Se perdre dans les roseaux
Aire marine nationale de conservation du Lac-Supérieur
Par Ryan Wilkie
Nichée sur la rive nord-ouest du lac Supérieur, l’anse Hurkett est un habitat diversifié essentiel pour les oiseaux migrateurs. L’endroit attire des passionnés, qui affluent pour observer des espèces de passage chaque printemps et chaque automne. Le milieu humide ouvert de cet estuaire d’eau douce sert de frayère au doré jaune et au grand brochet, et abrite reptiles, amphibiens, mammifères, insectes et bien d’autres invertébrés. Cette complexité fait l’objet d’un suivi afin d’étudier la façon dont divers facteurs, comme les changements climatiques et la présence d’espèces envahissantes, influent sur ce paysage en constante évolution.
L’été dernier, Parcs Canada, l’Office de protection de la nature de la région de Lakehead et Conservation de la nature Canada ont uni leurs efforts pour cartographier et inventorier les peuplements de quenouilles à feuilles larges et de riz sauvage dans l’anse. On y trouve également la quenouille à feuilles étroites, une espèce envahissante qui surpasse les espèces indigènes comme le riz sauvage, en formant des parcelles plus denses. La structure du milieu humide ainsi modifiée, il devient difficile pour la faune de trouver de la nourriture, d’échapper aux prédateurs ou de simplement se déplacer.
Alors, comment mesurer les changements dans les communautés végétales comme celle-ci? Eh bien, cher lecteur, pendant trois semaines en août, nous avons formé de petites équipes, puis nous avons parcouru en canot les eaux peu profondes, nos appareils GPS à la main, et arpenté l’anse. Nous avons identifié les nombreuses espèces de plantes indigènes telles que le scirpe, le roseau flottant, la quenouille à feuilles larges, le riz sauvage et bien d’autres. Nous avons relevé la hauteur des plantes, la composition des communautés et les limites des peuplements. Nous étions aussi à la recherche d’espèces végétales envahissantes, dont la quenouille à feuilles étroites et le roseau commun. En raison de la grande taille de l’anse et de la densité végétale rendant la navigation difficile par moments, il aurait été trop long de parcourir l’ensemble du site pour cartographier chaque communauté végétale. Nous avons plutôt enregistré des échantillons des diverses communautés végétales, consigné leur emplacement et recueilli des données pour permettre la réalisation d’études à long terme et aider à guider la classification des images aériennes prises par drones. L’utilisation de drones dans les efforts de surveillance permet au personnel de mieux comprendre les changements du paysage. Il a fallu environ quatre heures pour survoler la totalité des 3,5 kilomètres carrés de la zone et la photographier avec un drone afin de cartographier la végétation présente dans l’anse. Cette opération a été menée deux fois, à l’aide de deux caméras distinctes : d’abord avec une caméra couleur standard, puis avec une caméra multispectrale à dix bandes de couleurs initialement conçue pour évaluer la santé des cultures agricoles. Les deux ensembles de photos ont ensuite été assemblés pour créer une image en mosaïque géoréférencée, aussi appelée orthomosaïque.
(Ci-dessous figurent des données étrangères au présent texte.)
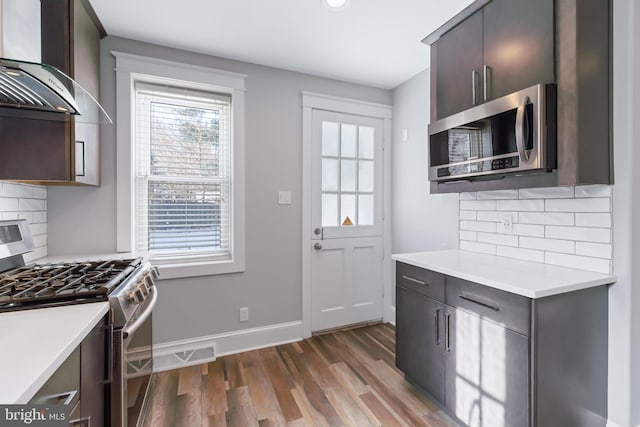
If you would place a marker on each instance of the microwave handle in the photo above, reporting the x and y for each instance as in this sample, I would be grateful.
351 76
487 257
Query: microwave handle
521 143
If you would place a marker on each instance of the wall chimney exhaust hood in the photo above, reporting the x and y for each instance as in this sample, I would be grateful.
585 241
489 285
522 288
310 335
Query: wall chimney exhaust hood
40 87
29 89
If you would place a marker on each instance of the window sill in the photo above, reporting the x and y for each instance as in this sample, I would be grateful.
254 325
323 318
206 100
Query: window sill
180 270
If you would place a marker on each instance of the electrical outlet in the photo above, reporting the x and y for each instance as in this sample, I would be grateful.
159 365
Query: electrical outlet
506 224
244 314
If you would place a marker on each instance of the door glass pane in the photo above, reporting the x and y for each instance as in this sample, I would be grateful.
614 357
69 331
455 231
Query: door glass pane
365 209
329 210
365 176
348 140
348 175
366 144
330 139
348 210
330 174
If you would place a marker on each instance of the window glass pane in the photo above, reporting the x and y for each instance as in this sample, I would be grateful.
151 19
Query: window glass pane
348 140
330 139
329 210
185 141
366 142
365 176
348 210
330 172
348 175
185 216
365 209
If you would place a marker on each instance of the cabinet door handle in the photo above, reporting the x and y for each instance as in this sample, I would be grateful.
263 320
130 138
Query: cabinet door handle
480 301
414 280
437 325
447 334
487 80
475 78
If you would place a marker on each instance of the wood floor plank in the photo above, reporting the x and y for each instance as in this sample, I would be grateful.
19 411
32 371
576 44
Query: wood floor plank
216 389
241 411
282 383
261 389
340 378
387 419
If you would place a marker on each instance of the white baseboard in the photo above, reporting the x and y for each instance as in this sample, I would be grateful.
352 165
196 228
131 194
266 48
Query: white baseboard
197 350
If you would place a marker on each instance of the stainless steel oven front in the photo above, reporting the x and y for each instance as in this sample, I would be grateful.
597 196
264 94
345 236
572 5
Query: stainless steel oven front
132 353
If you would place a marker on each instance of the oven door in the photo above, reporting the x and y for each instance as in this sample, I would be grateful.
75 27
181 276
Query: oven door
133 366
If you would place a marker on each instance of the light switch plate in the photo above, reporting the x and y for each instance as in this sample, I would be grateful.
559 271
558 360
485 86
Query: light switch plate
284 197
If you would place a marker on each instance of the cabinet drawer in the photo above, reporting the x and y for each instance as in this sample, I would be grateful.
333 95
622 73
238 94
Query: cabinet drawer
510 310
425 282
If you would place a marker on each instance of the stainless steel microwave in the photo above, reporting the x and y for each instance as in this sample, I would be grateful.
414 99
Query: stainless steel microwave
514 134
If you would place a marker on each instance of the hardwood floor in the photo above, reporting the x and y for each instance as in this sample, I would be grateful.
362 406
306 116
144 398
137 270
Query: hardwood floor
342 378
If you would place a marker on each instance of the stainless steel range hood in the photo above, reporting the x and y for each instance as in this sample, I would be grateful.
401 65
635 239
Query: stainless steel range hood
43 88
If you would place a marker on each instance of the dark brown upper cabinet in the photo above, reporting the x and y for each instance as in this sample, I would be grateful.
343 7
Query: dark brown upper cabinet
522 43
39 150
505 46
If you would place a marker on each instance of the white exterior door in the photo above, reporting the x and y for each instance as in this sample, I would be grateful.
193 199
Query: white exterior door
346 219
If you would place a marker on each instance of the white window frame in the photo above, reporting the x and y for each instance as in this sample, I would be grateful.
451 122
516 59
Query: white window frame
131 68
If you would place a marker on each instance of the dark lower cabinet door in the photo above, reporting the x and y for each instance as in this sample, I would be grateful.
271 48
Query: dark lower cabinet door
458 67
420 340
518 45
487 379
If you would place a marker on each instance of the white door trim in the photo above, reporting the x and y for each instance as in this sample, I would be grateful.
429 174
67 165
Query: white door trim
311 101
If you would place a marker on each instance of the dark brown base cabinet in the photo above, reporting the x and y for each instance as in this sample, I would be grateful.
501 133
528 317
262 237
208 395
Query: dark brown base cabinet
491 358
80 382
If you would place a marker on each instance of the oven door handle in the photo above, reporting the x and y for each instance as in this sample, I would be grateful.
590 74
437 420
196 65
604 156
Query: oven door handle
140 320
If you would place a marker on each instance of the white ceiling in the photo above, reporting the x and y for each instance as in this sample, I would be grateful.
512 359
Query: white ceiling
374 42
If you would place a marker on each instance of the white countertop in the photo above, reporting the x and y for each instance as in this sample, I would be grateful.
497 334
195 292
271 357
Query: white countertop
34 343
526 278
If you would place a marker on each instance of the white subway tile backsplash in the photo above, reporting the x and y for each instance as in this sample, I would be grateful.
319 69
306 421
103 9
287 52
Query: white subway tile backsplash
496 216
582 234
471 236
546 193
8 204
488 227
575 261
498 239
546 218
478 247
22 201
601 204
521 205
552 245
32 204
597 250
593 191
566 226
478 205
468 215
498 194
593 220
528 230
519 253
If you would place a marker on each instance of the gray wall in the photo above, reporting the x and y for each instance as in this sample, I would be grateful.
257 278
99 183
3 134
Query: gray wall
83 220
421 221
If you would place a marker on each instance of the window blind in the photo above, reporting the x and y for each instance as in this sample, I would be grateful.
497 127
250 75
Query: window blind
183 172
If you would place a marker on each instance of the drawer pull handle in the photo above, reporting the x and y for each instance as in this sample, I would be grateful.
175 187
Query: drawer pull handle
437 325
414 280
481 301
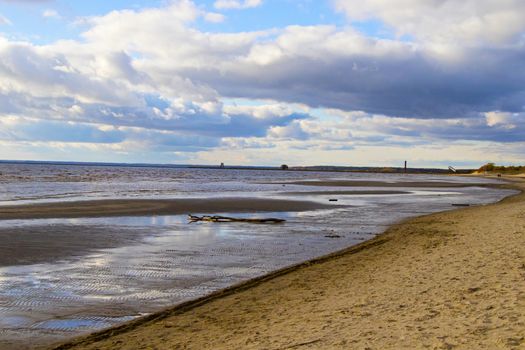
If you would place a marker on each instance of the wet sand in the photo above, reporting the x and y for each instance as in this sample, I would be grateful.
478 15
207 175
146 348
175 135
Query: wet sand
452 280
51 243
345 193
137 207
423 184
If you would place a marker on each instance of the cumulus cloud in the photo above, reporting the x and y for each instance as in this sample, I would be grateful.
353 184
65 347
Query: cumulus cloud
50 13
444 21
4 20
236 4
169 83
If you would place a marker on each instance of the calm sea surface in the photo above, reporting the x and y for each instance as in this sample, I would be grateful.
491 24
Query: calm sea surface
154 262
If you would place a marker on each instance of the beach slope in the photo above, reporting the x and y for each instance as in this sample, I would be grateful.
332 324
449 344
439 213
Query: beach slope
452 280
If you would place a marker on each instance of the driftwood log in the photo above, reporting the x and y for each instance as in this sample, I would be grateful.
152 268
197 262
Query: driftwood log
215 218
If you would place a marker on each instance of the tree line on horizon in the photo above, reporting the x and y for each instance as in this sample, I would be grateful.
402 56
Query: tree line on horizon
493 168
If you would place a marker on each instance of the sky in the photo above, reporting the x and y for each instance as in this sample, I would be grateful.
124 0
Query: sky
264 82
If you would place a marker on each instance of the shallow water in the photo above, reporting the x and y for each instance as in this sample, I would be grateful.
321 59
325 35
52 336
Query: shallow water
164 260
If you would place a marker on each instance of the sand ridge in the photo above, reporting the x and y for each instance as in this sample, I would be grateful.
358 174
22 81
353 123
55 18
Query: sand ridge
137 207
452 280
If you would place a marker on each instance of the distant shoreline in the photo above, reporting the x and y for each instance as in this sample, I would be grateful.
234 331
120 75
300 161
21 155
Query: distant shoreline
320 168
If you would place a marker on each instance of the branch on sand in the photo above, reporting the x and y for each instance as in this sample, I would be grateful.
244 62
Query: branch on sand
215 218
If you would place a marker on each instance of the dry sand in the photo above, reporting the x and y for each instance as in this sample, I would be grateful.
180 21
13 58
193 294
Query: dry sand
453 280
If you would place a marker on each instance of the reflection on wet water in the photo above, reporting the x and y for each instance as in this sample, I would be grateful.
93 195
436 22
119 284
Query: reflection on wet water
172 261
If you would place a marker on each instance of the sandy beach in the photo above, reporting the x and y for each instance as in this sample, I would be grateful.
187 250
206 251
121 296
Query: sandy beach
452 280
135 207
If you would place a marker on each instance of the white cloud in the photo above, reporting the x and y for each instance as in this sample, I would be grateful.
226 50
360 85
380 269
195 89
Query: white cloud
50 13
5 21
170 79
214 17
236 4
444 21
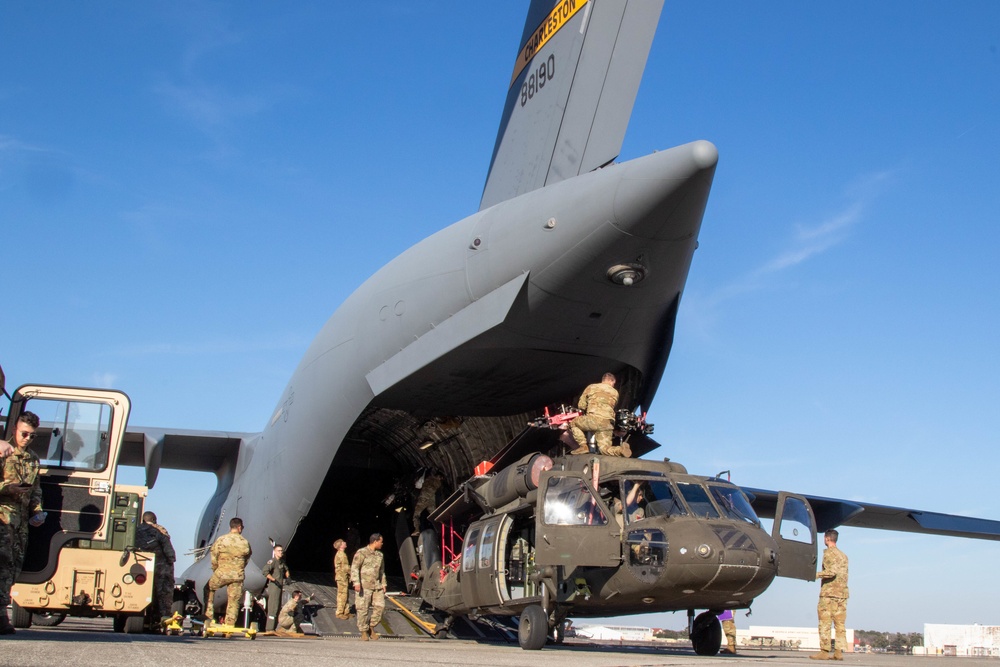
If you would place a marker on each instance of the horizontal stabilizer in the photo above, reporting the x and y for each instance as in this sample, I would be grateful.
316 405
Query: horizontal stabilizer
833 512
179 449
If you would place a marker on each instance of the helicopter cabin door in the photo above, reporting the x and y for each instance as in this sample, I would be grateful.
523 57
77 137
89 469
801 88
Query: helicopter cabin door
480 574
795 532
573 526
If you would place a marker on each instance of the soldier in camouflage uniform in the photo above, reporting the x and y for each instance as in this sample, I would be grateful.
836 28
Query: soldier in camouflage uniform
427 499
368 577
150 536
598 402
729 630
342 574
230 554
20 505
275 573
290 616
833 596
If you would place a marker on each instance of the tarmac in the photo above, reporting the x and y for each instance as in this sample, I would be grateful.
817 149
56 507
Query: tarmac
93 642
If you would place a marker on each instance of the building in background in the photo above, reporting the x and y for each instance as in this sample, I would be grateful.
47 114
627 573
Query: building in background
964 640
627 633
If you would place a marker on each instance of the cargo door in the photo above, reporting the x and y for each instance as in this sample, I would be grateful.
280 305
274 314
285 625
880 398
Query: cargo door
78 441
573 526
795 532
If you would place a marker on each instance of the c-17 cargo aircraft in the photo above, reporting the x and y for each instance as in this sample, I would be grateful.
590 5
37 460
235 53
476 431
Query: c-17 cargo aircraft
573 266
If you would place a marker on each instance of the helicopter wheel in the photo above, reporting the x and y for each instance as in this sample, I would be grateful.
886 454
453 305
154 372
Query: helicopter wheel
706 637
533 628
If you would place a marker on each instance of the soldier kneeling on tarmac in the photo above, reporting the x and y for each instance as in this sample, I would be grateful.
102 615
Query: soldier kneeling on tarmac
290 616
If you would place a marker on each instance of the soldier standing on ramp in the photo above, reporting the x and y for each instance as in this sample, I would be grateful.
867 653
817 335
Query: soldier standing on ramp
151 536
598 402
230 554
342 574
833 596
275 573
368 576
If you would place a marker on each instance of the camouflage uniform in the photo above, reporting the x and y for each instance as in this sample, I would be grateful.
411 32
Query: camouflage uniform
19 467
290 616
230 554
342 572
729 630
155 538
272 589
833 596
598 403
369 571
427 498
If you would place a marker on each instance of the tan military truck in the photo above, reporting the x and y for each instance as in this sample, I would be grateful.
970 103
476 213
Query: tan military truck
81 561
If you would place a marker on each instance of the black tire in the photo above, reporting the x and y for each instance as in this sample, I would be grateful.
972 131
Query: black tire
19 616
134 625
706 638
559 633
533 628
47 619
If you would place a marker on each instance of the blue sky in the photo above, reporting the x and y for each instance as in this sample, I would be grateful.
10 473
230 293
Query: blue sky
188 191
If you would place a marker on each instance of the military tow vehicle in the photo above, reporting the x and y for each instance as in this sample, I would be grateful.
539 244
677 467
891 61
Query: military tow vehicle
81 561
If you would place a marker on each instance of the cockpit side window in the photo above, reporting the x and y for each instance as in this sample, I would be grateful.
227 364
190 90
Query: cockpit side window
698 500
569 502
486 551
734 504
660 498
469 554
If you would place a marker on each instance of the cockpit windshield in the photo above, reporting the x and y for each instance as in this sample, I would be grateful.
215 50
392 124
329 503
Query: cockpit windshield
733 503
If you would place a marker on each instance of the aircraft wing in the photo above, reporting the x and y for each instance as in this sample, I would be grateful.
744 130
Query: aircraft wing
833 512
180 449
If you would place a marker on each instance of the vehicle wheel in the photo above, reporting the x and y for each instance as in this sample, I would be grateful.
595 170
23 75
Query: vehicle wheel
47 619
559 633
706 638
134 625
19 616
533 628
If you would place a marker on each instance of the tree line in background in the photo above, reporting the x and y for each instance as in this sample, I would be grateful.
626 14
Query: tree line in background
888 641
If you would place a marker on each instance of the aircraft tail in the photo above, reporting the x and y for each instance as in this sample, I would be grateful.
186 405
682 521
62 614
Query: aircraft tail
571 92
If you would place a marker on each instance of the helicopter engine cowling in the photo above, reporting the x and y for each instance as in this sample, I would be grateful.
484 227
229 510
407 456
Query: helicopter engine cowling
515 481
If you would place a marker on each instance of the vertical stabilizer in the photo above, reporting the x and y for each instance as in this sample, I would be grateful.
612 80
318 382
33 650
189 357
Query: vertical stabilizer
571 92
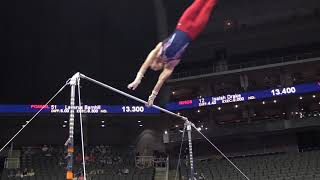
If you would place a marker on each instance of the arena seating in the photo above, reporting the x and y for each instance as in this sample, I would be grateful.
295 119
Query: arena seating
283 166
51 166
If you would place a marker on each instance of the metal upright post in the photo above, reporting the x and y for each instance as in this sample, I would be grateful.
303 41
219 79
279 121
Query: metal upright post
70 141
189 129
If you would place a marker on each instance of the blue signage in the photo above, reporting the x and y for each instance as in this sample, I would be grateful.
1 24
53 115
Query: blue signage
246 96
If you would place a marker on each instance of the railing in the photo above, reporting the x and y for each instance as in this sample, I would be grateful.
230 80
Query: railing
255 63
167 169
150 161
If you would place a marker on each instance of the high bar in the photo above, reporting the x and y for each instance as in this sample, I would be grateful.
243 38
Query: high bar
131 97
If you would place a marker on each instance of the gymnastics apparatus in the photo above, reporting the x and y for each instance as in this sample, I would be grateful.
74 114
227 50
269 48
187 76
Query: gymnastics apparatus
74 82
Une superposition des points GPS et des trajets relevés en canot sur l’orthomosaïque nous permet de faire correspondre les données recueillies « sur le terrain » avec les couleurs et les textures capturées par les photos. Nous pouvons ensuite utiliser l’information validée pour examiner les endroits inaccessibles et identifier les communautés végétales de la totalité de l’anse pour localiser les peuplements de plantes envahissantes. Cet été, nous retournerons sur place pour un nouveau survol de l’anse en vue d’une nouvelle cartographie de la végétation afin de suivre l’évolution des communautés végétales. Ce suivi régulier aide le personnel et les partenaires à cibler leurs efforts de conservation pour protéger au mieux les plantes et les animaux indigènes de l’anse.